Introduction A FULL JOIN in SQL combines the result sets of two tables based on a matching condition. It returns all the rows from both tables, including unmatched rows from either table. If there is no match between the tables, the unmatched rows will have NULL values for the columns of the other table.

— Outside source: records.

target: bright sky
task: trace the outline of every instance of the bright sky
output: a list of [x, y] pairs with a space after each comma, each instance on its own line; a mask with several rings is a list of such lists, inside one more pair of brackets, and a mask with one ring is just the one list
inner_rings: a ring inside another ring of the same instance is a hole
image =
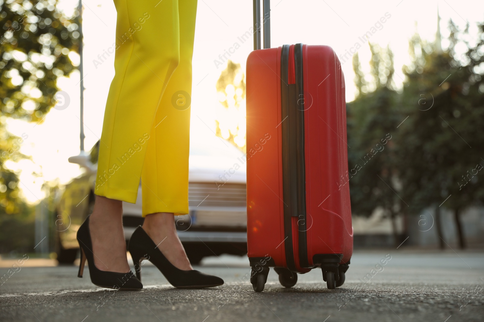
[[[69, 10], [76, 5], [76, 0], [61, 0]], [[271, 45], [303, 42], [333, 47], [339, 56], [349, 50], [359, 39], [381, 17], [390, 15], [370, 38], [382, 46], [390, 44], [395, 55], [395, 76], [402, 84], [402, 66], [408, 62], [408, 41], [416, 30], [424, 39], [433, 41], [437, 28], [437, 10], [442, 18], [442, 38], [449, 34], [447, 22], [452, 18], [461, 28], [466, 21], [475, 34], [476, 22], [484, 20], [484, 1], [462, 0], [400, 0], [372, 1], [336, 0], [275, 0], [272, 1]], [[84, 3], [84, 81], [85, 146], [89, 150], [101, 136], [105, 105], [114, 75], [114, 55], [101, 65], [93, 59], [114, 42], [116, 10], [109, 0], [86, 0]], [[156, 1], [153, 1], [153, 6]], [[192, 132], [211, 133], [215, 130], [214, 120], [221, 110], [215, 83], [225, 66], [216, 67], [214, 60], [238, 42], [240, 48], [230, 58], [240, 63], [245, 70], [247, 55], [253, 50], [252, 39], [242, 43], [238, 39], [252, 26], [251, 1], [202, 0], [197, 12], [193, 57], [193, 90], [192, 98]], [[443, 42], [445, 48], [447, 43]], [[370, 51], [367, 44], [358, 51], [363, 70], [369, 71]], [[347, 101], [352, 100], [355, 88], [351, 59], [343, 64], [346, 80]], [[34, 202], [44, 196], [41, 186], [45, 181], [59, 178], [66, 182], [80, 173], [79, 167], [68, 163], [67, 158], [79, 152], [78, 72], [59, 82], [67, 92], [70, 104], [65, 110], [52, 109], [41, 124], [13, 121], [9, 130], [28, 138], [21, 152], [32, 156], [33, 162], [24, 160], [7, 164], [13, 169], [21, 169], [21, 188], [28, 200]], [[200, 119], [203, 121], [202, 123]], [[204, 124], [205, 123], [205, 124]], [[41, 175], [38, 176], [34, 174]]]

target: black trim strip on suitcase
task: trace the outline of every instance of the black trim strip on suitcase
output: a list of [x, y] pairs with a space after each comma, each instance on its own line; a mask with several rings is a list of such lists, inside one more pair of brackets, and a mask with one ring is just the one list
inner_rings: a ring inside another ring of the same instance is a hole
[[[301, 267], [307, 267], [309, 263], [307, 259], [307, 241], [306, 231], [306, 171], [304, 154], [304, 84], [302, 69], [302, 44], [297, 43], [294, 46], [294, 69], [296, 74], [295, 94], [293, 101], [293, 109], [295, 113], [296, 138], [295, 153], [296, 163], [295, 172], [296, 178], [296, 197], [297, 198], [298, 234], [299, 235], [299, 265]], [[295, 151], [295, 150], [293, 150]]]
[[[292, 86], [288, 84], [288, 63], [289, 61], [289, 45], [283, 45], [281, 51], [281, 119], [283, 120], [281, 123], [281, 132], [282, 134], [282, 186], [283, 186], [283, 199], [284, 204], [284, 249], [286, 254], [286, 263], [287, 265], [287, 268], [292, 271], [297, 271], [296, 265], [294, 263], [294, 252], [292, 249], [292, 217], [293, 215], [296, 215], [297, 208], [293, 209], [294, 207], [297, 207], [297, 199], [292, 200], [291, 196], [295, 197], [296, 194], [292, 194], [292, 185], [291, 182], [291, 167], [290, 165], [291, 159], [294, 158], [295, 155], [294, 154], [291, 154], [292, 150], [291, 149], [291, 143], [295, 143], [291, 142], [294, 141], [294, 136], [292, 136], [293, 140], [291, 140], [290, 128], [291, 124], [289, 121], [294, 119], [294, 117], [291, 117], [291, 114], [294, 113], [293, 111], [291, 111], [289, 108], [289, 95], [290, 91], [290, 88], [292, 87], [293, 91], [295, 91], [295, 84], [292, 84]], [[293, 112], [291, 113], [290, 112]], [[284, 122], [284, 120], [287, 118], [287, 122]], [[294, 214], [293, 215], [293, 214]]]

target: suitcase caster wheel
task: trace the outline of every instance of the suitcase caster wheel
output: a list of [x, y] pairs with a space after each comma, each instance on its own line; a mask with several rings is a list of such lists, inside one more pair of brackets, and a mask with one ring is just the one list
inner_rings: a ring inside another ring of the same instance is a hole
[[326, 284], [328, 285], [328, 288], [330, 290], [333, 290], [336, 288], [334, 272], [330, 271], [326, 272]]
[[279, 273], [279, 281], [284, 287], [292, 287], [298, 281], [298, 275], [288, 269], [285, 270]]
[[256, 276], [256, 283], [252, 284], [252, 287], [256, 292], [264, 291], [264, 286], [266, 283], [265, 277], [263, 274], [258, 274]]
[[339, 280], [336, 282], [336, 287], [339, 287], [345, 282], [345, 272], [339, 271]]

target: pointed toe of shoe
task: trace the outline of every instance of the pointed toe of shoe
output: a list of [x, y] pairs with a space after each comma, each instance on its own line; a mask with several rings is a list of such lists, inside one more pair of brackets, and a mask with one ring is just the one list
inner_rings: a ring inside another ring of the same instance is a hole
[[224, 284], [224, 280], [217, 276], [209, 275], [197, 270], [184, 271], [185, 278], [183, 282], [172, 285], [180, 289], [202, 289], [219, 286]]

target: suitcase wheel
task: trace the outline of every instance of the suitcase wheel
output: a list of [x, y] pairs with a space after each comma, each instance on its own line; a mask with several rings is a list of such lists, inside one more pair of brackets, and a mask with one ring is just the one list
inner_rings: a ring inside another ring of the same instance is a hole
[[266, 283], [266, 277], [263, 274], [258, 273], [254, 277], [254, 282], [252, 283], [252, 287], [256, 292], [262, 292]]
[[328, 285], [328, 288], [330, 290], [333, 290], [336, 288], [336, 281], [334, 280], [334, 272], [331, 271], [326, 272], [326, 284]]
[[279, 275], [279, 281], [281, 285], [288, 288], [292, 287], [298, 281], [298, 275], [287, 269], [280, 269], [276, 271]]
[[343, 285], [343, 283], [345, 282], [345, 272], [340, 271], [339, 271], [339, 280], [336, 282], [336, 287], [339, 287]]

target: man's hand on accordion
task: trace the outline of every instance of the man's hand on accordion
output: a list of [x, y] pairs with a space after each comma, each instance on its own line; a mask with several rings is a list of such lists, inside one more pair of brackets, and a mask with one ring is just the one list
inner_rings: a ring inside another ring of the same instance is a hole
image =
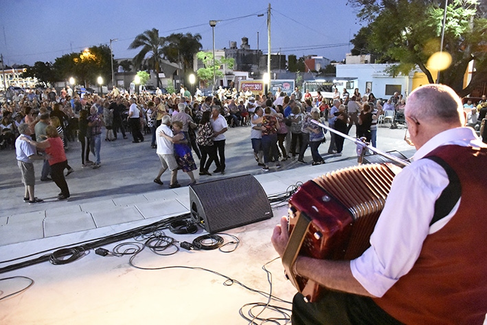
[[289, 241], [289, 231], [288, 229], [287, 217], [282, 216], [280, 224], [277, 225], [274, 228], [274, 232], [272, 234], [272, 238], [271, 238], [272, 245], [274, 245], [274, 249], [281, 257], [284, 254], [286, 245]]

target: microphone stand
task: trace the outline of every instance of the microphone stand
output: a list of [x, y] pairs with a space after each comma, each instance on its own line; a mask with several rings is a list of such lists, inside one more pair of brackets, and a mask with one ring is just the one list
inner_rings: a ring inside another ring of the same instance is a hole
[[354, 142], [355, 144], [356, 145], [356, 153], [359, 155], [359, 164], [362, 164], [362, 159], [363, 158], [363, 156], [365, 155], [365, 153], [367, 152], [367, 149], [370, 150], [370, 151], [372, 151], [373, 153], [378, 153], [383, 157], [385, 157], [386, 158], [388, 158], [391, 160], [393, 160], [397, 163], [399, 163], [402, 165], [404, 165], [405, 166], [408, 166], [410, 163], [408, 161], [406, 161], [405, 160], [403, 160], [400, 158], [398, 158], [396, 156], [394, 156], [389, 153], [385, 153], [384, 151], [380, 150], [378, 148], [371, 146], [370, 144], [367, 144], [365, 142], [365, 137], [361, 137], [360, 139], [359, 138], [354, 138], [352, 137], [350, 137], [348, 135], [346, 135], [345, 133], [342, 133], [340, 131], [337, 131], [335, 128], [332, 128], [329, 126], [326, 126], [322, 123], [320, 123], [317, 121], [315, 120], [311, 120], [311, 123], [313, 123], [326, 130], [329, 130], [330, 132], [332, 132], [336, 135], [338, 135], [341, 137], [343, 137], [345, 139], [347, 139], [348, 140], [352, 141], [352, 142]]

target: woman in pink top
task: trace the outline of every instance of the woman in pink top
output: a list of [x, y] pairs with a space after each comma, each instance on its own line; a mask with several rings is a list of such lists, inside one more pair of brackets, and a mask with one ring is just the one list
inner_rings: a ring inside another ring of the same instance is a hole
[[45, 128], [45, 133], [47, 139], [42, 142], [36, 142], [25, 137], [21, 137], [21, 139], [25, 140], [40, 149], [45, 150], [49, 157], [51, 177], [61, 190], [61, 192], [58, 195], [58, 199], [65, 200], [69, 197], [69, 189], [67, 187], [64, 174], [65, 168], [67, 168], [68, 165], [63, 140], [59, 137], [56, 128], [52, 125], [48, 125]]

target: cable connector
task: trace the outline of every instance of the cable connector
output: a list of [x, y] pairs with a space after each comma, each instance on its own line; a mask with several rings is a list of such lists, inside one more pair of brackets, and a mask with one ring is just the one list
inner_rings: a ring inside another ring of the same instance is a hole
[[108, 254], [110, 254], [108, 249], [105, 249], [104, 248], [97, 248], [95, 249], [95, 254], [97, 255], [100, 255], [100, 256], [106, 256]]
[[179, 246], [181, 246], [181, 248], [184, 248], [185, 249], [188, 249], [188, 251], [194, 249], [194, 246], [193, 245], [193, 244], [192, 244], [191, 243], [188, 243], [187, 241], [183, 241], [183, 243], [179, 244]]

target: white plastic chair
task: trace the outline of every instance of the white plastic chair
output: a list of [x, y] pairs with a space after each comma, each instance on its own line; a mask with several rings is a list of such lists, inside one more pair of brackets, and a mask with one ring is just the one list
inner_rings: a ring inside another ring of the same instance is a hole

Syntax The syntax for performing a FULL JOIN in SQL is as follows:

sql
SELECT columns FROM table1 FULL JOIN table2 ON table1.column = table2.column;

Example Let's consider two tables, "Customers" and "Orders," with the following structures and data:

sql
Customers +----+----------+-------------+ | ID | Name | City | +----+----------+-------------+ | 1 | John | New York | | 2 | Emily | London | | 3 | David | Paris | +----+----------+-------------+ Orders +------+--------+-------+ | ID | Amount | Date | +------+--------+-------+ | 1 | 100 | 2022 | | 2 | 200 | 2023 | | 4 | 150 | 2023 | +------+--------+-------+

To perform a FULL JOIN on the "Customers" and "Orders" tables based on the "ID" column, we can use the following SQL query:

sql
SELECT Customers.ID, Customers.Name, Orders.Amount, Orders.Date FROM Customers FULL JOIN Orders ON Customers.ID = Orders.ID;

Explanation In the example above, we perform a FULL JOIN on the "Customers" and "Orders" tables based on the "ID" column. The result of the query will include all rows from both tables, combining the matching rows and including NULL values for the unmatched rows.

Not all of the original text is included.